Maria Cox, president of the Hickman Athletic Booster Club, said it has paid out about $5,750 to teams so far this academic year, but the amount will increase as spring teams become eligible for payouts.
Hickman teams are eligible for up to $1,000 per year from the booster club, though they must meet specific criteria to be eligible, such as having parents attend booster club meetings and meeting volunteer hour requirements.
Cox said only two of 19 teams this year have qualified for the full $1,000 from the booster club; seven teams so far have qualified for $500. This year, the budget for team payouts is $20,000, Cox said.
Hickman parent donations have totaled between $9,000 and $10,000 this academic year, she said.
Another $2,000 to $3,000 has been set aside for scholarships for senior athletes. Cox said the booster club rarely has carryover from one year to the next.
Both athletics departments receive $225,000 per year, coach salaries included, from the district, according to district Chief Financial Officer Linda Quinley.
Mirts said that although the Hickman booster club might not be able to get the same donations as the Rock Bridge club can, its members dedicate many volunteer hours to the school's athletic teams.
"They support us in all the ways they can — I think the two groups have the means to raise different amounts of money," Mirts said. "They both are very supportive of their athletes and families, and they take care of kids. Those groups at both schools spend the money on the kids and families that help raise the money."
Mirts said a common financial roadblock for families is the ability to visit a doctor for a physical. However, the Hickman booster club provides all students with the option of a $20 in-house physical.

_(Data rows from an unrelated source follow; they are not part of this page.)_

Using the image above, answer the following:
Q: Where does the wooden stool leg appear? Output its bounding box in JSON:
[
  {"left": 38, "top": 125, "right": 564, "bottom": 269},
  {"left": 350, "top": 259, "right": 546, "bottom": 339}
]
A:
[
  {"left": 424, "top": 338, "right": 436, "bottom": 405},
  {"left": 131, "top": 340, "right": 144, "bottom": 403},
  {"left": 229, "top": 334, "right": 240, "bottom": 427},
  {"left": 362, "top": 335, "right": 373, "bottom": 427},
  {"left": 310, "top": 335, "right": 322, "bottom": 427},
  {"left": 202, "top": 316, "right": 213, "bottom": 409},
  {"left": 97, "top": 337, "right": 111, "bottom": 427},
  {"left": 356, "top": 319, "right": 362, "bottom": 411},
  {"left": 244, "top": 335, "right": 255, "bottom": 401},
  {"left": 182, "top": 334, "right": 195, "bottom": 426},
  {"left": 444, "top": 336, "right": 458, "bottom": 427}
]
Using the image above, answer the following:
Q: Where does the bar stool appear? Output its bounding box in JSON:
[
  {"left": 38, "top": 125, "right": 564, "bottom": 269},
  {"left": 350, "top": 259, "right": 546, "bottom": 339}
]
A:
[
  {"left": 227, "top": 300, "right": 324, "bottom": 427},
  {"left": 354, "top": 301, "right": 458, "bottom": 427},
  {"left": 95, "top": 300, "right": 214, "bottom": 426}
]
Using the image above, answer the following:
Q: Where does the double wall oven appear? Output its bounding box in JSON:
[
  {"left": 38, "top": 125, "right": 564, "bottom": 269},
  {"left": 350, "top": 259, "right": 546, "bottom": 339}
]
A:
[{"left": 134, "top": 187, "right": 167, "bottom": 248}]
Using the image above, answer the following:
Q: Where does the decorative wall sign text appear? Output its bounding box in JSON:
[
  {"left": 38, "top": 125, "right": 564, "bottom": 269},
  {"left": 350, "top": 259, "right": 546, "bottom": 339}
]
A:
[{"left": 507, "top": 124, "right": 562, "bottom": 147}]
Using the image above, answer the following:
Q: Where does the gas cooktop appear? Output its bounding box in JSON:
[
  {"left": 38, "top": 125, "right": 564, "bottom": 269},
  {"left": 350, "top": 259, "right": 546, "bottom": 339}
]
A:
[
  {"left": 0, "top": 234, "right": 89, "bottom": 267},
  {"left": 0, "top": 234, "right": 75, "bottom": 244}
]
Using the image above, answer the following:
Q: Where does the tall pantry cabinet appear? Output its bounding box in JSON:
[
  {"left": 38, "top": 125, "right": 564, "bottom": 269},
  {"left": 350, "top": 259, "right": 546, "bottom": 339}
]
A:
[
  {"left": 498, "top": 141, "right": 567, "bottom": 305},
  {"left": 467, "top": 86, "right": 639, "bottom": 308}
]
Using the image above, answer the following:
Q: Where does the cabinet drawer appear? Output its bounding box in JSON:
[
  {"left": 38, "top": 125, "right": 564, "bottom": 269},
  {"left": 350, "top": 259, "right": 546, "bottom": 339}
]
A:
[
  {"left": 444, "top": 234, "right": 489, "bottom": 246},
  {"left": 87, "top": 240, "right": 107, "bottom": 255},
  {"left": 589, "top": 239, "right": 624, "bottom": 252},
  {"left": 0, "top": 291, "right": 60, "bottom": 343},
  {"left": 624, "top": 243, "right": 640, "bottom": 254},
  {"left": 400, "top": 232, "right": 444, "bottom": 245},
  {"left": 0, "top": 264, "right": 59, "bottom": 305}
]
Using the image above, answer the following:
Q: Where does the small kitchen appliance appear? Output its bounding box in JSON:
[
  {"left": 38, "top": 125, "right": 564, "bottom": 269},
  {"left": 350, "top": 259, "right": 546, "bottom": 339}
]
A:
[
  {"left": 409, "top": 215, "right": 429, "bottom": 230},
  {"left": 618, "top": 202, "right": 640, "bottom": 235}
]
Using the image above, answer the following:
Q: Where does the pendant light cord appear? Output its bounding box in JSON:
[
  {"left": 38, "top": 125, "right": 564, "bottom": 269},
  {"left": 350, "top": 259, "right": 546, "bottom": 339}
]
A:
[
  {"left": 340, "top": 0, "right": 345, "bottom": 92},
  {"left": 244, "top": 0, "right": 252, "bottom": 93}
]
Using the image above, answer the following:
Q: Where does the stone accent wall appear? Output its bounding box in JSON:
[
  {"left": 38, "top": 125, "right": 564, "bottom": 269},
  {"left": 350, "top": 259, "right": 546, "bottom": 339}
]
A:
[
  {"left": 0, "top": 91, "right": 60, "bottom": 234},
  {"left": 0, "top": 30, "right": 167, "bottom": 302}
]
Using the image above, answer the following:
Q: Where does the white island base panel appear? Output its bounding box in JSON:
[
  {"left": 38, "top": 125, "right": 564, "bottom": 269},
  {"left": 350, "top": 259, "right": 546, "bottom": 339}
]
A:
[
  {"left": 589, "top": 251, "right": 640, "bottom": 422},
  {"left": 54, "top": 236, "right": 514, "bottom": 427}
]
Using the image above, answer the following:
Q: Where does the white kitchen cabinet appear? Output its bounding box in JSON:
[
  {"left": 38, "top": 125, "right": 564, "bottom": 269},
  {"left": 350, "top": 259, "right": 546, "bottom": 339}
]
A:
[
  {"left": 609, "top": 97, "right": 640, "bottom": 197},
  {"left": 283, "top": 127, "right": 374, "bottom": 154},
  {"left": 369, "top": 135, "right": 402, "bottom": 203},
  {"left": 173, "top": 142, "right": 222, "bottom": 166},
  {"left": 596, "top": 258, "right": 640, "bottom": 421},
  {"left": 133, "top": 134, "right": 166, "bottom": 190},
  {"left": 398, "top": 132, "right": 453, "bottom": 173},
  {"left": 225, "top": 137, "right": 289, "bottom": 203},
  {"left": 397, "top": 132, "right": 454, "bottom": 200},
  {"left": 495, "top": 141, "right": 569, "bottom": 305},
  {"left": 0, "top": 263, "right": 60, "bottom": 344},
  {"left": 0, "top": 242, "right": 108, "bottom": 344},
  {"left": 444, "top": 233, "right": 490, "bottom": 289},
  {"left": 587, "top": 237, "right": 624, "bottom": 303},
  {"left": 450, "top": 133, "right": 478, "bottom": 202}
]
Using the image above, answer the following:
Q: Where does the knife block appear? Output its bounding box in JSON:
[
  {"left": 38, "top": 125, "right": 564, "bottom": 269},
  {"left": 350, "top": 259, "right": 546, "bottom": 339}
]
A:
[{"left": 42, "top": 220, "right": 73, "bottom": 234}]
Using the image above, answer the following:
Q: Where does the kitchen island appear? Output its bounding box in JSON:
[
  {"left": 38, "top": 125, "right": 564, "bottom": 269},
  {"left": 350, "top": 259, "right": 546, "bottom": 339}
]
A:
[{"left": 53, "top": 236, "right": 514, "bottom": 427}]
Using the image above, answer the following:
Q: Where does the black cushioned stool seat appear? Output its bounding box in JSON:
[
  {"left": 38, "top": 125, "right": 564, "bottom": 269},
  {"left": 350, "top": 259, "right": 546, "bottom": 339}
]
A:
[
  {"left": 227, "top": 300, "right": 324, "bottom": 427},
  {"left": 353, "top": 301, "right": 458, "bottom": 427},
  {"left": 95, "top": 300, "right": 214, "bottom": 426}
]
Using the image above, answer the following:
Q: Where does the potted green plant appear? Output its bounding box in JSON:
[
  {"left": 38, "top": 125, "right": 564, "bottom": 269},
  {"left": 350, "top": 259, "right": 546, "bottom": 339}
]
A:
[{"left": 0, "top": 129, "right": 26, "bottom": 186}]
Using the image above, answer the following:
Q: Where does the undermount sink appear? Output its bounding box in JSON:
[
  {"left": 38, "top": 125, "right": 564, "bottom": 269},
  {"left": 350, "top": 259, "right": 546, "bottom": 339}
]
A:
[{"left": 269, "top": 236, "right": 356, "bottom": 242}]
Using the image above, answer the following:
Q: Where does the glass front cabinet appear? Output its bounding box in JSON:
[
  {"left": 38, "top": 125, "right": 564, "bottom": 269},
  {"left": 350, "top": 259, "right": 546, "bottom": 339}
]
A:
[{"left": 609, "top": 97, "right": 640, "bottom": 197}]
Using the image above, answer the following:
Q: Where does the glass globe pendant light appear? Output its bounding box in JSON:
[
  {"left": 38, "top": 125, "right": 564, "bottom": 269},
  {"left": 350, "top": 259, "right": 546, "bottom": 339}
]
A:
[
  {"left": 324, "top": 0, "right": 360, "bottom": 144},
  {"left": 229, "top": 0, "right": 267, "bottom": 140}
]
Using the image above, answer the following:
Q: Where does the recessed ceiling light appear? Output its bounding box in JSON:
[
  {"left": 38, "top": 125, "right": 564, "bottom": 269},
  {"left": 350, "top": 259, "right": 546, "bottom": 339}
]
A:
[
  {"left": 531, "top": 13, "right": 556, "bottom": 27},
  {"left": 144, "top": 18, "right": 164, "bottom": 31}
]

"For $20 getting your physical by doctors — that's a pretty good deal," Mirts said. "That's a big hurdle sometimes, getting in to a doctor, so we try to help the kids deal with that."
Cox said the Hickman club has done especially well supporting teams this year compared to past years. Whitesides echoed this.
"I do feel like more teams have had payouts," Cox said. "We've done well: We have more parents involved, volunteering their time and not just their cash."
'We always have a way to work it out'
Boessen and Cox said that, in their experience, students have not needed to turn to the booster clubs for financial help — coaches handle these situations themselves.
"They are a very kind lot of people," Boessen said.
When it comes down to it, every student's situation can and will be catered to by their team, Ofodile said.
"Different kids have different means, and playing sports can be expensive," Ofodile said. "We'll always have kids who need a little help here and there, but those things have never been a deterrent to kids actually playing. If you want to play and you want to be here, we always have a way to work it out."